Malgré cela, le processus de désinflation comporte de nombreux risques, notamment une inversion possible de la baisse des salaires réels vers la fin de l'année, une récession peu profonde qui laisse relativement indemnes certains des marchés du travail les plus tendus de l'UE, et des prévisions d'inflation qui s'établissent au-dessus des objectifs de la banque centrale.

"Nous restons prudents quant au retour d'une croissance positive des salaires réels vers la fin de l'année 2023 et à l'arrêt de la désinflation de base", a déclaré Agata Urbanska-Giner, économiste chez HSBC, en Pologne, soulignant les risques d'inflation à la hausse liés à une forte croissance des salaires.

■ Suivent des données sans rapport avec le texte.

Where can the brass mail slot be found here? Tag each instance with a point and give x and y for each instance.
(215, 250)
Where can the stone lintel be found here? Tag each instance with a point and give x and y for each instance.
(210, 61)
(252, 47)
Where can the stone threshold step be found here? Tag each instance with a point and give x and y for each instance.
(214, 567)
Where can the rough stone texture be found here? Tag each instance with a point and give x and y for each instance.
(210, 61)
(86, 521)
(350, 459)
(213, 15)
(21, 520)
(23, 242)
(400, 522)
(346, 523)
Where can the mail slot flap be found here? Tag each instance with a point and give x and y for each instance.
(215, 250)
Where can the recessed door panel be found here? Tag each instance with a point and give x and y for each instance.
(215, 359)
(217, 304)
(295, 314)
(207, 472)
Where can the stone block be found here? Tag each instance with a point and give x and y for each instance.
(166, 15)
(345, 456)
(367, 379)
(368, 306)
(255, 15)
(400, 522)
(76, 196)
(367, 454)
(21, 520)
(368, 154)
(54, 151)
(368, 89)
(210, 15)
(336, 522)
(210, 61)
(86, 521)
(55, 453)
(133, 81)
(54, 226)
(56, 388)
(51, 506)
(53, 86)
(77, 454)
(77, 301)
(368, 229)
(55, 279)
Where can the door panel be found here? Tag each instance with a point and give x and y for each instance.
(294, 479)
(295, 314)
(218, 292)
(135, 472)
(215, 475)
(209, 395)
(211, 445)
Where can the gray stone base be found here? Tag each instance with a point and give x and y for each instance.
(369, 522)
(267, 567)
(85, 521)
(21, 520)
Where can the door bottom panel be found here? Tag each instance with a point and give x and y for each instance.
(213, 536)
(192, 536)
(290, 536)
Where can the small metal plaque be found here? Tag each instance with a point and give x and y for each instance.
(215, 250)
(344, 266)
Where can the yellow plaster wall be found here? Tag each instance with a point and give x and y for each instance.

Bien que le gouverneur Adam Glapinski ait déclaré la semaine dernière que la banque centrale pourrait abaisser ses taux à la fin de l'année, la plupart des économistes interrogés par Reuters ne voient aucune possibilité d'assouplissement, la Pologne devant afficher l'un des taux d'inflation les plus élevés des marchés émergents à la fin de l'année 2023, selon Capital Economics.

Graphique : Les attentes des entreprises tchèques en matière d'inflation sont élevées - https://www.reuters.com/graphics/CZECH-CENBANK/lgvdklwojpo/chart.png

L'activité de fixation des prix au début de l'année sera un autre facteur critique déterminant le rythme de la désinflation, a déclaré la banque centrale hongroise le mois dernier après avoir constaté que les fortes hausses de prix dans la région ont aidé les entreprises non seulement à maintenir, mais aussi à augmenter fortement leur rentabilité malgré de fortes augmentations de coûts.

"Le tableau est complètement différent (de ce que nous avions prévu). Même si les importations d'énergie et de matières premières sont devenues plus chères, le revenu brut d'exploitation a même augmenté dans plusieurs secteurs", a déclaré Andras Balatoni, directeur de la banque, à Reuters.

La banque centrale polonaise a également signalé ce risque dans son rapport sur l'inflation de novembre, indiquant que les résultats financiers nets des entreprises ont atteint des niveaux records en termes nominaux au deuxième trimestre, la croissance des revenus étant supérieure au coût des marchandises vendues.

Un trio de responsables de la fixation des taux lors de la réunion de décembre de la banque centrale tchèque a également déclaré qu'une hausse significative des prix en janvier justifierait une augmentation des taux, bien que les économistes de la Komercni Banka affirment que la baisse de la demande pourrait rendre de plus en plus difficile pour les entreprises d'augmenter davantage leurs prix.

À mesure que les banques centrales s'enfoncent dans un terrain parsemé d'embûches, le risque d'un faux pas politique pourrait augmenter.

"La question de savoir si les banques centrales agissent trop rapidement pour assouplir leur politique dépendra dans une large mesure de la santé de la demande intérieure et des marchés du travail", a déclaré M. Peach de Capital Economics.

"Étant donné la tendance dovish de la banque centrale polonaise concernant le compromis croissance-inflation, nous pensons que le risque d'un assouplissement prématuré de la politique est le plus important dans ce pays.

Il a toutefois ajouté que le risque faible mais "sous-estimé" d'une désinflation plus rapide pourrait ouvrir la voie à des réductions de taux plus importantes dans la région que ce à quoi les marchés s'attendent actuellement.